Huit mois après le vote de la résolution à l’Assemblée nationale dans laquelle la France reconnaît avoir exilé contre leur gré 1650 enfants réunionnais à partir de 1963 dans des régions peu peuplées de France, les associations de victimes se sont retrouvées à Quézac dans le Cantal avec la députée Ericka Bareigts.
Que faire de cette résolution relative aux enfants réunionnais placés en métropole dans les années 1960 et 1970 ? Ce texte voté à l’Assemblée nationale en février dernier sous l’impulsion de la députée Ericka Bareigts a permis de faire connaître ce scandale. Le président de l’association des Réunionnais de la Creuse Simon A-Poi a ainsi pu raconter son enfance brisée à des chaînes de télévision du monde entier : d’Australie, du Japon, de Hollande ou des Etats-Unis. « J’ai particulièrement apprécié la manière dont les Japonais se sont comportés, raconte-t-il à La1ere, ils étaient émus et respectueux ». En France bien sûr, l’affaire a eu un fort retentissement, mais après…
C’est justement de cette après-résolution que les associations de Réunionnais de la Creuse et du Cantal sont venues parler à Quézac. Dans ce petit village très tranquille d’Auvergne qui compte presque autant de vaches que d’habitants, ceux à qui on a volé leur enfance ont décidé de se fédérer. Ce n’était pas gagné, car sans trop exagérer, il y a presque autant de Réunionnais de la Creuse et du Cantal que d’associations. Génération Brisée présidée par Jean-Charles Pitou, l’Association des Réunionnais de la Creuse de Simon A-Poi et Rasinn Anler dont Valérie Andanson est la vice-présidente ont décidé hier de se fédérer pour mener des actions ensemble.
Pour l’instant, leur programme commun en est au stade embryonnaire. Mais cette nouvelle fédération aimerait faire venir sur leur île natale des Réunionnais qui ont ainsi été envoyés contre leur volonté en métropole dans les années 1960 et 1970. Beaucoup d’entre eux n’ont jamais pu vraiment chercher leurs racines ou raconter leur histoire. Ericka Bareigts, les soutient sur ce dernier point. La députée de La Réunion souhaiterait qu’un an après le vote de sa résolution, en février prochain, des collèges et des lycées de l’île ouvrent leurs portes à ces témoins d’une histoire peu glorieuse de la France. « A La Réunion, je trouve que cette affaire est assez mal connue, confie la députée. Il y a comme une sorte de culpabilité sur place. Et moi, je crois que ces parcours de vie très difficiles peuvent beaucoup apporter à nos jeunes ».

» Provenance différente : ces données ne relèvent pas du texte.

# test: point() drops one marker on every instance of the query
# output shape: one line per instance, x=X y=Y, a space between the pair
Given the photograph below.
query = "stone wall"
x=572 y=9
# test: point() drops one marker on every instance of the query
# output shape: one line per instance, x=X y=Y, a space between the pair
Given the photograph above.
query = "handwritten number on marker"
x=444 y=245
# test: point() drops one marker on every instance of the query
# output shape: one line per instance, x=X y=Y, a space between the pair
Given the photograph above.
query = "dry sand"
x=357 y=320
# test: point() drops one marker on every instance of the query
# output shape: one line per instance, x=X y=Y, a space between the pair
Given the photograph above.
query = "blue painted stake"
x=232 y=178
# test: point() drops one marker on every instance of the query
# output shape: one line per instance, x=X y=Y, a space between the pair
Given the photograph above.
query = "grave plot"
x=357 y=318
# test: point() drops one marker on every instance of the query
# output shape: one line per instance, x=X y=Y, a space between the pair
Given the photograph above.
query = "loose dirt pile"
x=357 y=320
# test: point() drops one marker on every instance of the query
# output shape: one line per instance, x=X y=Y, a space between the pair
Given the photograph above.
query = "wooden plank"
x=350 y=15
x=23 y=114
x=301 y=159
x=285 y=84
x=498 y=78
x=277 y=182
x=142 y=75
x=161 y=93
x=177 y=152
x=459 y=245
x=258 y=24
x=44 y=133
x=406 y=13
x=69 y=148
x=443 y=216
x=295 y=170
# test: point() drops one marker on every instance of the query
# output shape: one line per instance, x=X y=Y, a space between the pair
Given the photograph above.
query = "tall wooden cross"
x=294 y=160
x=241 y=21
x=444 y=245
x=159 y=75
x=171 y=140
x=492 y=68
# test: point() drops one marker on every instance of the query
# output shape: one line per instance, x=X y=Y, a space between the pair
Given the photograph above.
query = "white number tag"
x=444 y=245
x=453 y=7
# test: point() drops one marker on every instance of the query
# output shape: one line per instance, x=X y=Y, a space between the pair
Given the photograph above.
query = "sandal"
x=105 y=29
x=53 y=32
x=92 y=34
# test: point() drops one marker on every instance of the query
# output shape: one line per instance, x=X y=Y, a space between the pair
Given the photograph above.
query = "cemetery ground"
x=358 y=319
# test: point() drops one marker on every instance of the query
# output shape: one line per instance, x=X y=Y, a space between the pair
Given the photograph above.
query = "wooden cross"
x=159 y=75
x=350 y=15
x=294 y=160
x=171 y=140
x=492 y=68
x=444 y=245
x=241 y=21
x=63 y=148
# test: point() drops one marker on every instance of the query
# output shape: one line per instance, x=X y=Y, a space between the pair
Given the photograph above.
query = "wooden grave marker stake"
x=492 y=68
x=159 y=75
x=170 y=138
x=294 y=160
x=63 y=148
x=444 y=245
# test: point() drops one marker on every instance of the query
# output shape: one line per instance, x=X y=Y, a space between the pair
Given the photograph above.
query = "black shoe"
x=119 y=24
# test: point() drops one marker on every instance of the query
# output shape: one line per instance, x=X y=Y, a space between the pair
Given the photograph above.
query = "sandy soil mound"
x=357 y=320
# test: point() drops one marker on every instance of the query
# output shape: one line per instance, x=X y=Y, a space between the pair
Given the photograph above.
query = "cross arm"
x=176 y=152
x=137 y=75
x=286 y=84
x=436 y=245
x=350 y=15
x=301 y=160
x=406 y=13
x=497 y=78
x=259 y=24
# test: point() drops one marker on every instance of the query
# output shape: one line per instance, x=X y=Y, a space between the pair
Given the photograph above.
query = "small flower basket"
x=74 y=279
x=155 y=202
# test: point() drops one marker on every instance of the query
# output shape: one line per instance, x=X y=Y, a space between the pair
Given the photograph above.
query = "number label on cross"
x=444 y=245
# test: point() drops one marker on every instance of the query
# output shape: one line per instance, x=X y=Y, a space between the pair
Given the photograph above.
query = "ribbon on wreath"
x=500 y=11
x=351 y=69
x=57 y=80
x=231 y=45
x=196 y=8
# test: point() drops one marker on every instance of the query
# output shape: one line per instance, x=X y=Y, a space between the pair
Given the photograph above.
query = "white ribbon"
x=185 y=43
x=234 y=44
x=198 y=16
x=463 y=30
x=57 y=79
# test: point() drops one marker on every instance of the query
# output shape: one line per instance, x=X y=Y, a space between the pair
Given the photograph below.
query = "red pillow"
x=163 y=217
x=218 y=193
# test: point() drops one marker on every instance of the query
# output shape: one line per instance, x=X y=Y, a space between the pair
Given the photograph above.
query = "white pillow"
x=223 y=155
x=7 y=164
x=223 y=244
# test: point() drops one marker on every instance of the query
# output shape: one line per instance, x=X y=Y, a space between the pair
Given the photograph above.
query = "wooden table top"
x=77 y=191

A Quézac, Jean-Charles Pitou connaît chaque recoin de ce village du Cantal. Il a vécu plusieurs années au foyer dirigé par des bonnes sœurs du Sacré cœur et des curés. Pendant les vacances scolaires, il partait dans une famille d’accueil situé à quelques kilomètres. « J’ai eu de la chance dans mon malheur, confie-t-il, car les Calmejane, la famille de fermiers qui me recevait avait un fils Michel qui faisait de la musique. Grâce à lui, j’allais faire la fête dans les bals de village ». En revanche, ce Réunionnais du Cantal aujourd’hui retraité après avoir été peintre en bâtiment n’a jamais pu faire les études dont il aurait rêvé.
Beaucoup de Réunionnais restent traumatisés par leur enfance de déraciné dans l’hexagone. Jean-Charles Serdagne de la Creuse en garde même des blessures corporelles. "A force d'avoir reçu des coups chez les fermiers où je travaillais comme un esclave quand j'étais enfant, mon dos est en morceaux, a-t-il raconté à Quézac. Certains comme Serge Tétry ou Henry Annony qui ont grandi dans ce village du Cantal ne savent que très peu de chose sur leurs racines. « Je n’ai jamais vu mes parents, raconte Henry Annony à La1ere. Quand je suis venu pour la première fois à La Réunion, j’avais 40 ans et je n’ai pu rencontrer que ma grand-mère, mes parents étaient morts ». Cette question des racines préoccupe la députée Ericka Bareigts. « Si les associations me le demandent, j’essaierai de faire en sorte qu’un haut fonctionnaire à la retraite puisse nous aider dans ces recherches d’identité, explique-t-elle. Il faudrait que ce dossier passe par le Ministère des Outre-mer ».